Just as a follow-up: I abandoned the idea to monitor the stream on the tcp layer. Instead I wrote a proxy in python and let the connection I want to monitor (a http session) connect through this proxy. The result is more stable and does not need root privileges to run. This solution depends on pymiproxy.
This goes into a standalone program, e.g. helper_proxy.py
from multiprocessing.connection import Listener
import StringIO
from httplib import HTTPResponse
import threading
import time
from miproxy.proxy import RequestInterceptorPlugin, ResponseInterceptorPlugin, AsyncMitmProxy
class FakeSocket(StringIO.StringIO):
def makefile(self, *args, **kw):
return self
class Interceptor(RequestInterceptorPlugin, ResponseInterceptorPlugin):
conn = None
def do_request(self, data):
# do whatever you need to sent data here, I'm only interested in responses
return data
def do_response(self, data):
if Interceptor.conn: # if the listener is connected, send the response to it
response = HTTPResponse(FakeSocket(data))
response.begin()
Interceptor.conn.send(response.read())
return data
def main():
proxy = AsyncMitmProxy()
proxy.register_interceptor(Interceptor)
ProxyThread = threading.Thread(target=proxy.serve_forever)
ProxyThread.daemon=True
ProxyThread.start()
print "Proxy started."
address = ('localhost', 6000) # family is deduced to be 'AF_INET'
listener = Listener(address, authkey='some_secret_password')
while True:
Interceptor.conn = listener.accept()
print "Accepted Connection from", listener.last_accepted
try:
Interceptor.conn.recv()
except: time.sleep(1)
finally:
Interceptor.conn.close()
if __name__ == '__main__':
main()
Start with python helper_proxy.py. This will create a proxy listening for http connections on port 8080 and listening for another python program on port 6000. Once the other python program has connected on that port, the helper proxy will send all http replies to it. This way the helper proxy can continue to run, keeping up the http connection, and the listener can be restarted for debugging.

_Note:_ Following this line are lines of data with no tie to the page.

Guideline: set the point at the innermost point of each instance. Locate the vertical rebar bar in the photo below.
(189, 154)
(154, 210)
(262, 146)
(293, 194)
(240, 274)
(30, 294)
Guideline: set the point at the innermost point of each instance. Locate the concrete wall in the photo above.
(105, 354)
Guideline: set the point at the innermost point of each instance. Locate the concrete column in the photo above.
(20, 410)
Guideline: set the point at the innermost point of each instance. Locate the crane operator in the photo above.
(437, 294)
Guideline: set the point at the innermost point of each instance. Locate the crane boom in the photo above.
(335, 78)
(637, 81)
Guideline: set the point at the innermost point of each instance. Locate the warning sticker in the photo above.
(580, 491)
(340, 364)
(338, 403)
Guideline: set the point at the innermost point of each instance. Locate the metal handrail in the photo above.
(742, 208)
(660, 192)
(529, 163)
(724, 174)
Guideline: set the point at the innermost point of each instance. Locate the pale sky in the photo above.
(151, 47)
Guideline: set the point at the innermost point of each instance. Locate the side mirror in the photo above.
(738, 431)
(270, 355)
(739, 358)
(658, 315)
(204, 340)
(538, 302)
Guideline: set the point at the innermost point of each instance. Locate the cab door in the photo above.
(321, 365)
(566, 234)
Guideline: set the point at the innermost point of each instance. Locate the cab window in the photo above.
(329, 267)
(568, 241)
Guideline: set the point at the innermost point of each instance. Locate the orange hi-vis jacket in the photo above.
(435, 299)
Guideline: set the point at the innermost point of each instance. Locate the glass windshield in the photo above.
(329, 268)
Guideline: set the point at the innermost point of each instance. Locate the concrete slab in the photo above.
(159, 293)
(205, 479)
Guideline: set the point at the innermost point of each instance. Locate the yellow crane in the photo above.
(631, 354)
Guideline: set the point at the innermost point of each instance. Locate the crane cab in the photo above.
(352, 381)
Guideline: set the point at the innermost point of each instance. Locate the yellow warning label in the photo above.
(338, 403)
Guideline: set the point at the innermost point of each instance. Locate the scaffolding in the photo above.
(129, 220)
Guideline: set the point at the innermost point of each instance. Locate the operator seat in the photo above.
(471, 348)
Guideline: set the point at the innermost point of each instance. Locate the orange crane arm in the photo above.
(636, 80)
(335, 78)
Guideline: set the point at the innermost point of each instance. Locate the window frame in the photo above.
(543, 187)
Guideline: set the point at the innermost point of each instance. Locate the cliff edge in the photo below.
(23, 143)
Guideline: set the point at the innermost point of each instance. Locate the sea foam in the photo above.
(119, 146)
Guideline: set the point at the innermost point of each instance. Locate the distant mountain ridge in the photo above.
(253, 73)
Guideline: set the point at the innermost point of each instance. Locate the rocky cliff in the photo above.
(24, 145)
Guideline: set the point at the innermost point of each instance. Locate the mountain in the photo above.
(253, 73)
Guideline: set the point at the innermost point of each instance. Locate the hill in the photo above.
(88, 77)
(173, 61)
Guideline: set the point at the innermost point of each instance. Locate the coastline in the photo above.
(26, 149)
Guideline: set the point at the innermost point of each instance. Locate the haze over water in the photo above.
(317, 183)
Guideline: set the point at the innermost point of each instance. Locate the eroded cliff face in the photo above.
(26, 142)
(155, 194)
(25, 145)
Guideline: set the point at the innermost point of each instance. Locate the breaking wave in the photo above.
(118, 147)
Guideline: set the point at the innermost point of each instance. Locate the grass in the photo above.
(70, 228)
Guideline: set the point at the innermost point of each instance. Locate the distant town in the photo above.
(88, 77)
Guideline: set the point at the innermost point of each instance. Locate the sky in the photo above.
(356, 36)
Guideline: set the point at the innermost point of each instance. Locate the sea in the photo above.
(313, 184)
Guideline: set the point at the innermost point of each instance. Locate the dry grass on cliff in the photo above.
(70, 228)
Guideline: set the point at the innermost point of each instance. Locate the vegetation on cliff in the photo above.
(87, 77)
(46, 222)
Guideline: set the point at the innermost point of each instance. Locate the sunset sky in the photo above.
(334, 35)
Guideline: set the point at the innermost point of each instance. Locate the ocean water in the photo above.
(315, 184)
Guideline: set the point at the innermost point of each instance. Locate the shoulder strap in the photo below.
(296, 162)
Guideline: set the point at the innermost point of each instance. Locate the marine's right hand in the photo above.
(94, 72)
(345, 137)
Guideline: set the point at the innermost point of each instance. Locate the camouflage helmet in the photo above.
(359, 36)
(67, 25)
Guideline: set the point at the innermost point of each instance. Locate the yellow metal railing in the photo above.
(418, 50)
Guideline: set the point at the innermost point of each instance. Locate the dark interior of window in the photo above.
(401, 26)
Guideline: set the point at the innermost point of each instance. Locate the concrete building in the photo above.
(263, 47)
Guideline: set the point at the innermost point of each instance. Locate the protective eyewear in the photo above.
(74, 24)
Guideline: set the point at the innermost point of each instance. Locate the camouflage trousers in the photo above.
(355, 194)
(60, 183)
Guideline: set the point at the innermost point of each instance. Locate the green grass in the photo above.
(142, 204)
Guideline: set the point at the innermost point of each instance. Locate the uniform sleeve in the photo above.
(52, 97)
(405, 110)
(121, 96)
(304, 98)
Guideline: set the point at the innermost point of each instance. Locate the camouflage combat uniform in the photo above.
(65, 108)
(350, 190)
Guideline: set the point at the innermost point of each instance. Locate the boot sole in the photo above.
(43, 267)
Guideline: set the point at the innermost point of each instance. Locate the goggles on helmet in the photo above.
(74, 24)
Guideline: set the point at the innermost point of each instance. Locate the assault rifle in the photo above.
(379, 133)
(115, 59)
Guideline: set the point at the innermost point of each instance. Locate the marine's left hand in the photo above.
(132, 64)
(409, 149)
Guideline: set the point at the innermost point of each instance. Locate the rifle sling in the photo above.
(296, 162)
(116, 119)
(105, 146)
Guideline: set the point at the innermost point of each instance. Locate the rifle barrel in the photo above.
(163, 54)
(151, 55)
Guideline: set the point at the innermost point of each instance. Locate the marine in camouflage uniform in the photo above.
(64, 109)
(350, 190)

Here is how the listener works, e.g. listener.py:
from multiprocessing.connection import Client
def main():
address = ('localhost', 6000)
conn = Client(address, authkey='some_secret_password')
while True:
print conn.recv()
if __name__ == '__main__':
main()
This will just print all the replies. Now point your browser to the proxy running on port 8080 and establish the http connection you want to monitor.